Таня вышла на ссылку на 238 дней раньше».

Несмотря на все ужасы, описанные Ковалевым скупо, без излишнего нагнетания и даже с юмором, эти несколько строк потрясли меня больше всего.

Для меня в них отразилась вся суть советской власти – преступной, подлой и построенной на способности вынудить на подлость каждого человека, даже чистого и порядочного, уверенного, что он скорее умрет, но на подлость не пойдет. Однако когда человек ставится перед таким выбором, умереть оказывается значительно легче, чем позволить умереть другому, любимому и близкому, человеку.

Именно это – тестирование каждого на способность к подлости – и превратило моего покойного мужа Авраама Шифрина в антисоветчика, в кровного врага советской власти, когда ему было неполных 14 лет.

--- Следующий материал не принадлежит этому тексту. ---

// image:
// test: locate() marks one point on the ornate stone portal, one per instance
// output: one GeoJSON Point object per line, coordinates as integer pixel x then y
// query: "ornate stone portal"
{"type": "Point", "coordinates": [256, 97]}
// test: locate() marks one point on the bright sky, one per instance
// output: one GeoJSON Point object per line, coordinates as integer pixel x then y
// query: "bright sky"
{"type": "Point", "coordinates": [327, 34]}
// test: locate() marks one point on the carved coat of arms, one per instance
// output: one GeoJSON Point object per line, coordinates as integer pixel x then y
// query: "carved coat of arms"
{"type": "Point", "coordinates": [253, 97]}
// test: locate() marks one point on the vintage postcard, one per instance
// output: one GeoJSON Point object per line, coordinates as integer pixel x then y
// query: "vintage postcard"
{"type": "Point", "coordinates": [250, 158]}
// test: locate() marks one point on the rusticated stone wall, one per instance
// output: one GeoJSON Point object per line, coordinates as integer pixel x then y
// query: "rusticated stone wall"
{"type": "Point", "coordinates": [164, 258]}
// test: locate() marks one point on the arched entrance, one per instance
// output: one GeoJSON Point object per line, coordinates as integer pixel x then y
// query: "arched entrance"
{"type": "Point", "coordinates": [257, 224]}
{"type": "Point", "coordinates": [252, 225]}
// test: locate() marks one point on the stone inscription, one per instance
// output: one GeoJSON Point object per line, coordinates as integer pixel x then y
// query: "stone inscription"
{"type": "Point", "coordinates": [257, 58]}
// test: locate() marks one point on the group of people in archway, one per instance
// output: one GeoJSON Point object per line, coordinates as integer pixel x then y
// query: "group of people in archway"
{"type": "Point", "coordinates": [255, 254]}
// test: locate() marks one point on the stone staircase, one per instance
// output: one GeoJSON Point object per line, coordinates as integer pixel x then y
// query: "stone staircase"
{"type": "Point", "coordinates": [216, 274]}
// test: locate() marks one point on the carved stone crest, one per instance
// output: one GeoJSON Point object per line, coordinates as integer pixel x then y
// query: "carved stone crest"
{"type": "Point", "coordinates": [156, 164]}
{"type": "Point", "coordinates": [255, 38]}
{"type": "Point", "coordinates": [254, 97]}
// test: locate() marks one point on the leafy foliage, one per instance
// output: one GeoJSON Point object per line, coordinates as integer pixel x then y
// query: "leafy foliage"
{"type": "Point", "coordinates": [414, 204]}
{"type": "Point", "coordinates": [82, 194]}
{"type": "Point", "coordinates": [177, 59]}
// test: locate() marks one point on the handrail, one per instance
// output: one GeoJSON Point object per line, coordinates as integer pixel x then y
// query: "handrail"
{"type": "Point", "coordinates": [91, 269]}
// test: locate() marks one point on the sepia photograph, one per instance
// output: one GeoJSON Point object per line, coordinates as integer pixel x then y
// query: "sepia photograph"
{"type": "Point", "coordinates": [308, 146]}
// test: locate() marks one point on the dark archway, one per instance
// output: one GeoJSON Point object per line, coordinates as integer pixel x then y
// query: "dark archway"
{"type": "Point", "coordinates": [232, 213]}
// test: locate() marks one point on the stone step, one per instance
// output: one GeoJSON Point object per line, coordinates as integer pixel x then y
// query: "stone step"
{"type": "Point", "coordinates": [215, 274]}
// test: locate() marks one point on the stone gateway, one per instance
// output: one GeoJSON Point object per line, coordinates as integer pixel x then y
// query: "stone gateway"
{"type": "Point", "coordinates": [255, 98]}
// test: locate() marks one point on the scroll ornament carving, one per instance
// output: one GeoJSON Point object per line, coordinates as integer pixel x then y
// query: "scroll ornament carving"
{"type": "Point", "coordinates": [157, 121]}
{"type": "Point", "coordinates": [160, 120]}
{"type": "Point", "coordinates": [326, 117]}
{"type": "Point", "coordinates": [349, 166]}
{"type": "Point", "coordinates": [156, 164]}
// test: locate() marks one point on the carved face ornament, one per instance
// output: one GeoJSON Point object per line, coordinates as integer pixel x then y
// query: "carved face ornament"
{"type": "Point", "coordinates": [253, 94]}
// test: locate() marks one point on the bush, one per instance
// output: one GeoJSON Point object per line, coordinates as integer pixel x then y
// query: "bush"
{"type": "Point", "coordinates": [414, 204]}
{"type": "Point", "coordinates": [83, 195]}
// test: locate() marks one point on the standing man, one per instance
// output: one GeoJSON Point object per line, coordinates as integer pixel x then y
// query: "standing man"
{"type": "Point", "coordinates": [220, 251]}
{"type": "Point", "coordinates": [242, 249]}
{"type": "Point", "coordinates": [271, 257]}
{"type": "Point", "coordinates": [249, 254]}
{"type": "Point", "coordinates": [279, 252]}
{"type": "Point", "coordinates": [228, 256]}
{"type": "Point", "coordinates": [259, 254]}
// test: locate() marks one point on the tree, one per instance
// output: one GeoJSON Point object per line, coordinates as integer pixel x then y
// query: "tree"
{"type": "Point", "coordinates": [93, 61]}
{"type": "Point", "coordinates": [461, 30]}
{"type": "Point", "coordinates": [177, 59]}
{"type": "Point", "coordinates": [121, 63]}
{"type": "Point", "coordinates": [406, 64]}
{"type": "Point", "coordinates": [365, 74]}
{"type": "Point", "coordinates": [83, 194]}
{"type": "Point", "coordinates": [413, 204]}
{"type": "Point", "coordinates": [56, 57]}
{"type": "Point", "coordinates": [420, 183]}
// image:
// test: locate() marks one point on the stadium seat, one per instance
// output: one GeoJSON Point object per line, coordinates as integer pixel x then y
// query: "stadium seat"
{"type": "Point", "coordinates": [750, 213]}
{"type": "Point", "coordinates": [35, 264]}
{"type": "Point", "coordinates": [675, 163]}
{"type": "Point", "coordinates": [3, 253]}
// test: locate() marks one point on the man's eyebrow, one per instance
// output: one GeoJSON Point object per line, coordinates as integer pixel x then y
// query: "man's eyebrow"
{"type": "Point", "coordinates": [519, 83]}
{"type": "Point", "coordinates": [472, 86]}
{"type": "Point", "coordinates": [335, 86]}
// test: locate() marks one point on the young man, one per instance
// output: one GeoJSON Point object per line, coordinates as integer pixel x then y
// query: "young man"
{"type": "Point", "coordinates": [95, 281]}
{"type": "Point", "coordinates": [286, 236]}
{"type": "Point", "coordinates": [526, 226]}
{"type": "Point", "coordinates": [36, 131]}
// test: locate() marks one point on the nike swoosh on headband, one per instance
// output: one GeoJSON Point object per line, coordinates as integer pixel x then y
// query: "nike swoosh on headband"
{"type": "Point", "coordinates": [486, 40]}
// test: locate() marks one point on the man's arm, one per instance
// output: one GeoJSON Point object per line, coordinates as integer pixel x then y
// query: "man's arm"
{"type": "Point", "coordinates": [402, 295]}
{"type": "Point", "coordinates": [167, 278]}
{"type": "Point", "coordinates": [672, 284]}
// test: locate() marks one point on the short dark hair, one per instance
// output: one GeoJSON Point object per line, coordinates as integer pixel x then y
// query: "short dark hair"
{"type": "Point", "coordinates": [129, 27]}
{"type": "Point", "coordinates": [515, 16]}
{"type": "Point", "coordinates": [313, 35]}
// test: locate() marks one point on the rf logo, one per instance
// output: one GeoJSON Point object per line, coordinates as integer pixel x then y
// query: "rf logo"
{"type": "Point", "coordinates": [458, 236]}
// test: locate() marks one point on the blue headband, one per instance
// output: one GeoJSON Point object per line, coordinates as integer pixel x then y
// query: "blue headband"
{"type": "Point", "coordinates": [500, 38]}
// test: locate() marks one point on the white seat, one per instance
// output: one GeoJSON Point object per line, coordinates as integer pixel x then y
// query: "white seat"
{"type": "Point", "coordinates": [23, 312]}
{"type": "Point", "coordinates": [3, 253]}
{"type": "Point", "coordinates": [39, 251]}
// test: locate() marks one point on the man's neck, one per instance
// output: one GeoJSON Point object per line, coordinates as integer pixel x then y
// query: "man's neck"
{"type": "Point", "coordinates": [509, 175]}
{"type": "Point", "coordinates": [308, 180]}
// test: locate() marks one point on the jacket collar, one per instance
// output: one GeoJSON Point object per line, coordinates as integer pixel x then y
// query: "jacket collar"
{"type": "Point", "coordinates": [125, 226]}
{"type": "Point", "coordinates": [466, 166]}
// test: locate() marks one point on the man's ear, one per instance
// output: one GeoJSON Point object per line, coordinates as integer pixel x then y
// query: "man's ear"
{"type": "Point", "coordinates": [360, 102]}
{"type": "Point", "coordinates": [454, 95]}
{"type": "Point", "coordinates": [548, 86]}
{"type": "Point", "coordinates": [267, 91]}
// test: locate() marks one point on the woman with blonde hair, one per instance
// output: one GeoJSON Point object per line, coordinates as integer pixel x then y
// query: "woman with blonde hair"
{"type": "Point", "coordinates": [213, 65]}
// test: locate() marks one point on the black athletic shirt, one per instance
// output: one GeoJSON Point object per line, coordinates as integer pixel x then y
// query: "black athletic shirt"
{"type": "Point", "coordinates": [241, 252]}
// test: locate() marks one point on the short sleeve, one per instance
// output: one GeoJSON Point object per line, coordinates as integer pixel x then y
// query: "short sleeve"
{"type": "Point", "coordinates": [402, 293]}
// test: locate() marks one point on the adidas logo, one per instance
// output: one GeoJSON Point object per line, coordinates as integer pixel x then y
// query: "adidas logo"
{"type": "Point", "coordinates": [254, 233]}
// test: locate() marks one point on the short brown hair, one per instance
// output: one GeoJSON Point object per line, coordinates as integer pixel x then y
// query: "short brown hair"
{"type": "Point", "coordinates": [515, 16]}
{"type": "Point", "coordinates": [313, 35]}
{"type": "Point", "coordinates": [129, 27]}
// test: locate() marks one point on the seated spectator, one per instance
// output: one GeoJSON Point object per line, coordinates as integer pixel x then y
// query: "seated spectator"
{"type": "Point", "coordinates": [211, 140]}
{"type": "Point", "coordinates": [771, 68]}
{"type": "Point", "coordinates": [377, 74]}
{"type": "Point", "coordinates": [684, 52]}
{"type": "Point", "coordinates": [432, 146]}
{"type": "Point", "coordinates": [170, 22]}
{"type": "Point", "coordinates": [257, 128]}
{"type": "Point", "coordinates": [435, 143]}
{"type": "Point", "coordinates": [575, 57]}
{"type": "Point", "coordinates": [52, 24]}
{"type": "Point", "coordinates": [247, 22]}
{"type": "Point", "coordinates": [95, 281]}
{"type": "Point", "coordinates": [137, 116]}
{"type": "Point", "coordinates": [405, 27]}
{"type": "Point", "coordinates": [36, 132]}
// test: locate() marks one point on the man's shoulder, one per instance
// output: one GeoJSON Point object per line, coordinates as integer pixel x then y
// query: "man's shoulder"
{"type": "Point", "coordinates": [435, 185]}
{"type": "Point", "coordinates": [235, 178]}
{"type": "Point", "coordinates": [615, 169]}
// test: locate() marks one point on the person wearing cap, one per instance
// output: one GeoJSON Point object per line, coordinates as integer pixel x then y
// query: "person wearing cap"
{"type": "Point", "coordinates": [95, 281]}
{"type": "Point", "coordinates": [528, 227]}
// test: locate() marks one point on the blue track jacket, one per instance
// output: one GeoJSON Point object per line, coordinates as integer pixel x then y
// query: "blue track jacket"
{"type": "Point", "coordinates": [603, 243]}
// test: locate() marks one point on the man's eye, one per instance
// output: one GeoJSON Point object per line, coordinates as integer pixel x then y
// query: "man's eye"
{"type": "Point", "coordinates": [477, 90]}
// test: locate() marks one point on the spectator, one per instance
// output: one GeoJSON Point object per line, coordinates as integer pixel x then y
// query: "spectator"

Вот отрывок из моего предисловия ко второму изданию его лагерных воспоминаний «Четвертое измерение», впервые выпущенных в свет издательством «Посев» в 1973 г.:

«Ему было 14 лет, когда в 1937 году был арестован по доносу соседа его отец, Исаак Шифрин, инженер-строитель, добросовестно служивший советской власти и строивший промышленные предприятия по всей стране. Как стало известно много позже, его отправили на Колыму. Мать пытались вербовать в сексоты, предлагая в обмен на стукачество "более легкое наказание" для мужа. Вернувшись домой после очередного вызова в КГБ, она рассказала Аврааму и его сестре Рахели, что ей предлагают. Вместе они решили, что на подлость – даже ради отца – идти нельзя. Эта попытка растления пробудила естественное чувство справедливости, навсегда превратив Авраама в непримиримого врага преступной и безнравственной власти. Став убежденным антисоветчиком, он поклялся себе отомстить советской власти за отца. Тогда неравенство сил еще не осознавалось мальчишкой как непреодолимое препятствие – впоследствии, уже на вполне осознанном уровне, взрослый Авраам строил свою жизнь на основе принципа: сделай все, что в твоих силах, остальное – в руках Всевышнего».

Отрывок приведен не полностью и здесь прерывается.